Piotr Domagalski wrote:
On Tue, Jan 20, 2009 at 7:50 PM, Daniel Gruber <D.Gruber@sun.com> wrote:
Undetermined - is it a valid job state? -> Yes! Undetermined = Error -> Condor: it is permanent some time -> Need to clarify if this means "don't try again" or "try it again"
But does that mean that undeteimined state will go away and the function will return an error?
It probably means that UNDETERMINED becomes one state, and an exception becomes the other.
Distinction between state "failed" and "terminated" -> "Failed" := user can fix it (through changes on job template for example) -> "Terminated" := error the user can't fix
I thought as Terminated as the state the job gets into if it was drmaa_controll'ed() or possibly deleted locally in DRMS (by admin or user), but the later may be optional functionality.
Exactly.

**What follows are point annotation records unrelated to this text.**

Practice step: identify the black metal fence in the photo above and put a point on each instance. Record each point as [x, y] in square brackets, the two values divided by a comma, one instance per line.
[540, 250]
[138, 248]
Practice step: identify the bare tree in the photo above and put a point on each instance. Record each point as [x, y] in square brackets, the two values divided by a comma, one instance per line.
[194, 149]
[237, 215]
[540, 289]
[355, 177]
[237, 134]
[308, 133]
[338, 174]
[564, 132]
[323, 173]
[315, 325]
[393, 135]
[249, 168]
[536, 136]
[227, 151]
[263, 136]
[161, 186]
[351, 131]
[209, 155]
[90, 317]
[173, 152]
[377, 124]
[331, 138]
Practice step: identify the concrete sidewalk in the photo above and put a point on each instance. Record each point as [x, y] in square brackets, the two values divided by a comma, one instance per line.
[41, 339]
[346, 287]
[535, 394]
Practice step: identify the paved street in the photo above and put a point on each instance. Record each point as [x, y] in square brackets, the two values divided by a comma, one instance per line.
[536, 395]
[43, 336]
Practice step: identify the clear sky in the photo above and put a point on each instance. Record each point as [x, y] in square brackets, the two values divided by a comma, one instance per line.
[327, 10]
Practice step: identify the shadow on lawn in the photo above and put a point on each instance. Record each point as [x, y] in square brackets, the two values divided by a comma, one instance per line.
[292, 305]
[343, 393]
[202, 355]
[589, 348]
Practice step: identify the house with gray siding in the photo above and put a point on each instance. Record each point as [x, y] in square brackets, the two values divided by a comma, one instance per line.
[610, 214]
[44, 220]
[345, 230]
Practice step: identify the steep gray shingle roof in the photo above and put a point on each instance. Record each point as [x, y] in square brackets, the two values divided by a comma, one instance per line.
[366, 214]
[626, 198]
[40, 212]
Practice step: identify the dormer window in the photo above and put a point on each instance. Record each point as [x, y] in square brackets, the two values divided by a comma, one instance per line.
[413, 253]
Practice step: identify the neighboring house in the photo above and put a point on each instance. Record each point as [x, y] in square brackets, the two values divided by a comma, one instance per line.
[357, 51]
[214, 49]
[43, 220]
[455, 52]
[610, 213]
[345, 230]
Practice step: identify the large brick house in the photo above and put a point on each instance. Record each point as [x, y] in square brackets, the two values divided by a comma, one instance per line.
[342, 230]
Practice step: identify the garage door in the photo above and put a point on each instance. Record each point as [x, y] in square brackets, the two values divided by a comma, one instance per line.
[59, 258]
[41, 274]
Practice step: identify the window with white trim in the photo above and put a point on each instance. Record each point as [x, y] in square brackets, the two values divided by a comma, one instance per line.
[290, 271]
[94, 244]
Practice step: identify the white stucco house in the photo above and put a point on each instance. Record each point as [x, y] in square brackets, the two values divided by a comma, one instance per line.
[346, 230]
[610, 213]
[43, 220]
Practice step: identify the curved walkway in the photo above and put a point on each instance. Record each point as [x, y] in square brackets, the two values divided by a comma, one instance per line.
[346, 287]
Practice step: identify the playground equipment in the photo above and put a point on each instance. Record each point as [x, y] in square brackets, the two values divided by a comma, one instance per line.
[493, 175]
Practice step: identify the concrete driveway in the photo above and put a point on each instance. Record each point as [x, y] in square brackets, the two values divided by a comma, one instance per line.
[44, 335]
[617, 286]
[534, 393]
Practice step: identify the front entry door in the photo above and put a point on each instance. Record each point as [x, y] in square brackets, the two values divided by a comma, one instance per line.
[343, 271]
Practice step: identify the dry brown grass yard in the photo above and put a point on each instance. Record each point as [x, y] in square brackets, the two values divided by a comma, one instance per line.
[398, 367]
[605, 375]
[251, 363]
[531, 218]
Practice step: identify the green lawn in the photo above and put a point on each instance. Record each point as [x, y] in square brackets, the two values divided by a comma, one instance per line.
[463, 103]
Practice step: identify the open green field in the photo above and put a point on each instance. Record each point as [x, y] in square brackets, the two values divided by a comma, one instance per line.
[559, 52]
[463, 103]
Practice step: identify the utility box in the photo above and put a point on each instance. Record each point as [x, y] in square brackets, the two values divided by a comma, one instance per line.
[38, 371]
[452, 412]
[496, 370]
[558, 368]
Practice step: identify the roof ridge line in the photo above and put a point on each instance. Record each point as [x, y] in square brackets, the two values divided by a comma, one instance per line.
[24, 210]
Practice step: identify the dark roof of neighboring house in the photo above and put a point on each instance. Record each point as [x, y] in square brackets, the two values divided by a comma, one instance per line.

A failed job needs to be fixed before being resubmitted. A terminated job could succeed as-is if resubmitted.
Why should we support extensible state? -> basically for reporting -> problem: difficult to implement in C
It might be modelled similarly to BES so that there are standard states that one can additionally inherit from to have more detailed states. In C it might done in the following way (kind of OOP programming in C):
typedef struct { int standard_state; } drmaa_state_t;
That would be standardised. But the implementation might want to extend it and then it might actually return:
typedef { drmaa_state_t super; int my_own_specific_state; } drmaa_sge_state_t;
If the "client" wants to use only standard states, it uses a pointer to the first structure and thus doesn't see the detailed state (e.g. general hold state + user/admin hold implementation specific). But when he knows he's using a specific DRMAA implementation it may cast the general structure to the impl-specific one. Kind of a hack, but AFAIR it is C standards compliant. Pointers to these two structures should be interchangeable, because they point to the same place in memory.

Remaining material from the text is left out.